Alternate Name:  Spartan, Sprint
Country:  USA
Basing:  Land

Details

The Sentinel project, which began in 1967, was a two-tiered anti-ballistic missile system designed to protect U.S. cities against a limited intercontinental ballistic missile (ICBM) attack from either China or the Soviet Union. Although never deployed, Sentinel’s successor, Safeguard, was deployed in North Dakota in 1975.(1)

 

By 1966, it had become evident that the Soviet Union was deploying its own anti-ballistic missile shield, System A-35. Pressures on the Johnson administration to deploy Nike-X, its current missile defense project, intensified. The Joint Chiefs of Staff recommended that the U.S. start building its own limited area defense of the U.S., initially to defend 25 cities, and later to protect 52 cities. The system was intended to reduce total casualties in the event of a nuclear war with the Soviet Union.(2)

 

In June 1967, however, China exploded its first nuclear device, demonstrating that it too had entered the nuclear arena. The Johnson administration decided to reprioritize its anti-ballistic missile efforts away from the threat of large scale Soviet ICBMs, and towards the emerging threat of a smaller Chinese attack.(3) On September 18, 1967, Secretary of Defense McNamara announced that existing Nike-X technology would be used as the basis for a new system known as Sentinel, intended to provide a thin defense of the U.S. population against the threat of a Chinese attack.(4)

 

A two-tiered system, Sentinel would deploy two new interceptor missiles, the long-range Spartan and the short-range Sprint. The Spartan, which had been under development since 1965, was designed to detonate a nuclear warhead above the atmosphere, where it would generate intense X-rays that would be able to knock out several incoming reentry vehicles simultaneously. It had an effective range of 600 to 800 km, and could intercept incoming ballistic missiles at altitudes above 100 km during the last few minutes of their midcourse phase.

 

The Sprint, by contrast, was designed to destroy incoming missiles during their terminal phase, i.e. within the earth’s atmosphere during the last moments of descent. An offshoot of the Nike-X, Sprint’s main advantage was that it could use the atmosphere to filter out countermeasures and decoys. Its disadvantage was that its battle space was compressed into the last few seconds before the incoming missile’s impact.
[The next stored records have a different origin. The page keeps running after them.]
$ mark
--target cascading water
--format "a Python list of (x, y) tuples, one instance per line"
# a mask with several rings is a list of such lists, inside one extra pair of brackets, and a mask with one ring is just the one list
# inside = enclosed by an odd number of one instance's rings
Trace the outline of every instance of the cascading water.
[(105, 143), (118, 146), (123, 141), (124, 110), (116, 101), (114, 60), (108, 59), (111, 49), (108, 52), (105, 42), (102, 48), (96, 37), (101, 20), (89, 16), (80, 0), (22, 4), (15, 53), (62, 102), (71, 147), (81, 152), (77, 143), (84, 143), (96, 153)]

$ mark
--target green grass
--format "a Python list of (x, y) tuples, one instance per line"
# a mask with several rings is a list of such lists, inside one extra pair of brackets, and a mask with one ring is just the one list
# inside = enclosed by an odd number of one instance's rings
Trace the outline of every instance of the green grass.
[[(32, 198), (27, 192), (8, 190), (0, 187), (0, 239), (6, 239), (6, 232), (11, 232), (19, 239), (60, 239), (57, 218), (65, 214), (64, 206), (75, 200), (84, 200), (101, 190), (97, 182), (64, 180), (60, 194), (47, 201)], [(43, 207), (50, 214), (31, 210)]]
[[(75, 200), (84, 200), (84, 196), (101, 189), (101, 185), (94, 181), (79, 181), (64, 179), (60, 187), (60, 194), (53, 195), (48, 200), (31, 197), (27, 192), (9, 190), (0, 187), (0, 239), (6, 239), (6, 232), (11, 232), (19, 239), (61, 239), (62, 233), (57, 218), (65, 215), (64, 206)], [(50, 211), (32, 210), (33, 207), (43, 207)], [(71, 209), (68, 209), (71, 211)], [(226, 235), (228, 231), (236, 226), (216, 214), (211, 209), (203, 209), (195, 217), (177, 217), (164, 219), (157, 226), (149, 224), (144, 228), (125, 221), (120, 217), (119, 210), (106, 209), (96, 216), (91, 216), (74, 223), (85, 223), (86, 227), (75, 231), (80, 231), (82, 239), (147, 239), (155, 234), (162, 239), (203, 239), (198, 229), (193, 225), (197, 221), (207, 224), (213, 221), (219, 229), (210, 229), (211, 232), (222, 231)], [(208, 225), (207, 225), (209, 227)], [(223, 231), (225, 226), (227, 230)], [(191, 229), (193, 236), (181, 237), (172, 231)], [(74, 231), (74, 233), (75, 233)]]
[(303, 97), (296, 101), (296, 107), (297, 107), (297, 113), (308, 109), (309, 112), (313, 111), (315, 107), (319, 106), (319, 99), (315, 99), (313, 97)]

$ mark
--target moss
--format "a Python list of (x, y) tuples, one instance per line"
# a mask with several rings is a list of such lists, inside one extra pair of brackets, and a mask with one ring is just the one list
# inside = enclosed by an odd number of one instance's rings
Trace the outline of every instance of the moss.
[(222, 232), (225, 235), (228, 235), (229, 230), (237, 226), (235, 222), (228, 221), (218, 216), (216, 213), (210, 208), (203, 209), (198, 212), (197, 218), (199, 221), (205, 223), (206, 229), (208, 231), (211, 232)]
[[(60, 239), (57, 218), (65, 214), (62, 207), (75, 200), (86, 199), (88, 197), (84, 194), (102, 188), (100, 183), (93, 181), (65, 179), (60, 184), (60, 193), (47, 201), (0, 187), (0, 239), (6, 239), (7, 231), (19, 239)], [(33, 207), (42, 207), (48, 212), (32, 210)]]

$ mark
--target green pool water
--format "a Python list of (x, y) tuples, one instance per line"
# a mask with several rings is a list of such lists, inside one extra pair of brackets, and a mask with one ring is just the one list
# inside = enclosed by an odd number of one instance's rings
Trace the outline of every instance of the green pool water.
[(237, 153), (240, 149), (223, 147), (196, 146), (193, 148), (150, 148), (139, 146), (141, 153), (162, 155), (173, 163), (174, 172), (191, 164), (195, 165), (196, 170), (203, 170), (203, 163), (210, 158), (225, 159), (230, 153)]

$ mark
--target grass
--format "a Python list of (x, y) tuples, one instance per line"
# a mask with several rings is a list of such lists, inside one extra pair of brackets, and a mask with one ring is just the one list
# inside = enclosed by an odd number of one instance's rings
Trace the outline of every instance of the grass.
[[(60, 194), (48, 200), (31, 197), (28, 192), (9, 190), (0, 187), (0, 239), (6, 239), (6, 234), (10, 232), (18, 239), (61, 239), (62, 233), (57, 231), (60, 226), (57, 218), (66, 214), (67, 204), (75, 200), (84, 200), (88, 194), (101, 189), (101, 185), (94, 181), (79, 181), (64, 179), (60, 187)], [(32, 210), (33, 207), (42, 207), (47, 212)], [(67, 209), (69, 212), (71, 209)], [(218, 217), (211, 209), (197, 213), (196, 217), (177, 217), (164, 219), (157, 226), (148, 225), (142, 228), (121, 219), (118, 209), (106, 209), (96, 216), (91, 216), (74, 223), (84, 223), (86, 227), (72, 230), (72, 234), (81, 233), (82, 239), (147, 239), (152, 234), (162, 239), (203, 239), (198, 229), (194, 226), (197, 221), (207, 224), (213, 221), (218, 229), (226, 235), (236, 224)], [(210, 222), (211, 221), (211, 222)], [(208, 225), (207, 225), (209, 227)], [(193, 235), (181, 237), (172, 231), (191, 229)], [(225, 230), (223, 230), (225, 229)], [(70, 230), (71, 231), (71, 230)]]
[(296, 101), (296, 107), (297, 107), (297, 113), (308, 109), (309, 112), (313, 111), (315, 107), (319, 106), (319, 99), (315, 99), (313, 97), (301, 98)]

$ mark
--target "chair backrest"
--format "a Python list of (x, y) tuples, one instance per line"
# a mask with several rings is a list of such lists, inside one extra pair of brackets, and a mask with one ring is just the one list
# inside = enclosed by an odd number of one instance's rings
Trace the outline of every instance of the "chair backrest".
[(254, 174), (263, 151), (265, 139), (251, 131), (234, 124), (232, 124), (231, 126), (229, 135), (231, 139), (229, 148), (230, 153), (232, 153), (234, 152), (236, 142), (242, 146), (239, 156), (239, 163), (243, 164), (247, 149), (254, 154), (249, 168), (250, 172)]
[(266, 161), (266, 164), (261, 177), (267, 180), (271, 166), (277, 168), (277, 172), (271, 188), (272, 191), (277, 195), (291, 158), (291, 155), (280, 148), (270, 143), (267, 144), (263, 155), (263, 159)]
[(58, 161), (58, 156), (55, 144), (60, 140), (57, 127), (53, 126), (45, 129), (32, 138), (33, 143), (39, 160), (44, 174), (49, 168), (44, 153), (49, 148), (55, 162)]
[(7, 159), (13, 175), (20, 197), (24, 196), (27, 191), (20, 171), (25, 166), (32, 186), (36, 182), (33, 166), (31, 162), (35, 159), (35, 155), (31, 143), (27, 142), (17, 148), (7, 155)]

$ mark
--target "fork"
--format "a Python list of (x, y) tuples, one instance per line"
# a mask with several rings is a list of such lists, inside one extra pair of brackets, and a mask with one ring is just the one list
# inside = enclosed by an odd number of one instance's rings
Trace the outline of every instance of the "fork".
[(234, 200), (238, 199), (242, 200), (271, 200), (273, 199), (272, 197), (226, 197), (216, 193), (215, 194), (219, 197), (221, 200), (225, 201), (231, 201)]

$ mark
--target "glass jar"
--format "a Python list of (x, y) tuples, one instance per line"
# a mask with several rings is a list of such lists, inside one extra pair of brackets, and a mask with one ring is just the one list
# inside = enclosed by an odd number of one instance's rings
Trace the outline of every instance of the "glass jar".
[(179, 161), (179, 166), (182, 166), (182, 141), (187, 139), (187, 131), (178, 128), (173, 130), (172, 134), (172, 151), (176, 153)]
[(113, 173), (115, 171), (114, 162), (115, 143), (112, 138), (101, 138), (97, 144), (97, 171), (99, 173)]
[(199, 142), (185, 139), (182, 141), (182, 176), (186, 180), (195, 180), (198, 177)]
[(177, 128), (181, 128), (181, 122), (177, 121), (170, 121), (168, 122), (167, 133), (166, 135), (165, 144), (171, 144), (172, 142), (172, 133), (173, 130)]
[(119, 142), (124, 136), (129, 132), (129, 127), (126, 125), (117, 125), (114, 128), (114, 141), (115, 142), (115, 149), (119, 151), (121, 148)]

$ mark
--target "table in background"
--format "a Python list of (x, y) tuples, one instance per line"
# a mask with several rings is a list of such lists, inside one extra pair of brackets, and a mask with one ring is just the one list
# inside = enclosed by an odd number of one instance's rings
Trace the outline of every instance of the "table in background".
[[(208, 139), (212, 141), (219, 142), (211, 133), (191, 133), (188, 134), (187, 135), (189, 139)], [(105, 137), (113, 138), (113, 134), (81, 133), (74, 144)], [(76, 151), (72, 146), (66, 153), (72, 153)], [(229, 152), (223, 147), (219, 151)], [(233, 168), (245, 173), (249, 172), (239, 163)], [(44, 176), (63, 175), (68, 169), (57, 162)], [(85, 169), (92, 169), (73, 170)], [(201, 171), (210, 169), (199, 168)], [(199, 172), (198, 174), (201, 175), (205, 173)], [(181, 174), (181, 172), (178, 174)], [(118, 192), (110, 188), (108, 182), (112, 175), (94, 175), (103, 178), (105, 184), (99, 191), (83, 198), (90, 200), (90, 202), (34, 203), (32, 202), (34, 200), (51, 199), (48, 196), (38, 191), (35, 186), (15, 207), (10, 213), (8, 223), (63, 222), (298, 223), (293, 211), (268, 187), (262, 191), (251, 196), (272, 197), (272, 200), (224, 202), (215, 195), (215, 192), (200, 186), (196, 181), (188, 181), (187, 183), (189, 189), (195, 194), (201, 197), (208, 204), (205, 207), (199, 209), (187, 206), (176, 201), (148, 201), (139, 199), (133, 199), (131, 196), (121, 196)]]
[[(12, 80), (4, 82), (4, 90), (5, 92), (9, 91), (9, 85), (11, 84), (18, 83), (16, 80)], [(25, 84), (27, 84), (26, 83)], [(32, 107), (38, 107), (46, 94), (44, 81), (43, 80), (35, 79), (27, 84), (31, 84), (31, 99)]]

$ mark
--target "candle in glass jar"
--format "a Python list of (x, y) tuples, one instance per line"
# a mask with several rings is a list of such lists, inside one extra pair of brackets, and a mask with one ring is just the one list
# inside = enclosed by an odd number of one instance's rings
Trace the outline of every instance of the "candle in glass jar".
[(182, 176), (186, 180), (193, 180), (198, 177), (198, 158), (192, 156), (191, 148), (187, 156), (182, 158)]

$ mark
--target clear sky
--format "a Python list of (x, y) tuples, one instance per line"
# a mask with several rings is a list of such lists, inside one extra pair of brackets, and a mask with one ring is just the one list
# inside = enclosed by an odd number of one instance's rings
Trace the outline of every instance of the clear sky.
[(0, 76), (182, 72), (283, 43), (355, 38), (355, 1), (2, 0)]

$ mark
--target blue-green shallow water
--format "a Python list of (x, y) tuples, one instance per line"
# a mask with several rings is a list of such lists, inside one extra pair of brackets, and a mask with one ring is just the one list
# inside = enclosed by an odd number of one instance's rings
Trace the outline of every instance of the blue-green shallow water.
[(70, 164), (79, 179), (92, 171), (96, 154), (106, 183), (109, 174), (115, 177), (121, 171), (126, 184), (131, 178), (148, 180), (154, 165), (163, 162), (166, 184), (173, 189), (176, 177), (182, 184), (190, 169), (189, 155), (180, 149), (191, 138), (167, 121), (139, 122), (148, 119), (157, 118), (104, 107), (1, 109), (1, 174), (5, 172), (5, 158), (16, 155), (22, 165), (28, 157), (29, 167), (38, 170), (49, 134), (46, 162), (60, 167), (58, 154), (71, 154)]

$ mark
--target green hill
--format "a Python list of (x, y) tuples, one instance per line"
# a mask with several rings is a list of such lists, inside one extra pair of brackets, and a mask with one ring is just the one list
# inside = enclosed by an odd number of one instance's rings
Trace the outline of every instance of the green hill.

The Sprint interceptor, like the Spartan, was equipped with its own nuclear warhead.

 

The Spartan interceptors were to be supported by the Perimeter Acquisition Radar (PAR), a phased-array radar capable of detecting incoming missiles outside the atmosphere and determine their trajectory within three seconds. The Sprint interceptors were to be supported by the Missile Site Radar (MSR), designed to track the incoming warheads and guide the missiles to their assigned targets. Combined, the PAR and the MSR were to form a layered radar shield, through which no enemy missile could penetrate.(5)

 

Despite its advantages, the Sentinel project was widely criticized. The principle objection, as noted by Gregory H. Canavan, was that the long-range Spartans would not work, and therefore the short-range Sprint interceptors would be negated by large numbers of incoming missiles, as well as decoys and countermeasures. Thus, the logic went, it was impossible for Sentinel to provide an adequate defense of the U.S. population, and for these reasons it was not worth risking an escalation in the Cold War.(6) Opponents of ABM technology were able to mobilize opposition from groups living near the proposed deployment areas.(7)

 

The debate over Sentinel continued through 1969, when the Nixon administration took over. In January of that year, Secretary of Defense Melvin Laird suspended the Sentinel deployment and ordered a review of the program. In March, President Nixon announced his intention to deploy a new system known as Safeguard, which was designed not to defend U.S. cities, but rather the ICBM silos in North Dakota.(8)

 

 

 

 

Footnotes

 

  1. Donald R. Baucom, The Origins of SDI, 1944-1983 (Lawrence, KS: University Press of Kansas, 1992), 34-50; Bradley Graham, Hit to Kill: The New Battle Over Shielding America from Missile Attack (New York: Public Affairs, 2001), 7-8.
  2. Stephen P. Moeller, “Vigilant and Invincible,” Air Defense Artillery Magazine (May-June 1995).
  3. Council on Foreign Relations, “The Missile Defense Debate, A-to-Z Encyclopedia of National Missile Defense,” available at http://www.cfr.org/virtualbooks/reference/glossary/glossary_s_z.html, accessed on January 10, 2005.
  4. Council on Foreign Relations, “The Missile Defense Debate, Chronology of National Missile Defense Programs,” available at http://www.cfr.org/virtualbooks/reference/timeline.html, accessed on January 10, 2005.
  5. Moeller, “Vigilant and Invincible.”
  6. Gregory H. Canavan, Missile Defense for the 21st Century (Washington, DC: The Heritage Foundation, 2003).
  7. Baucom, 208; U.S. Congress, Office of Technology Assessment, Ballistic Missile Defense Technologies, OTA-ISC-254, (Washington, DC: U.S. Government Printing Office, September 1985). 
  8. Council on Foreign Relations, “The Missile Defense Debate, Chronology of National Missile Defense Programs.”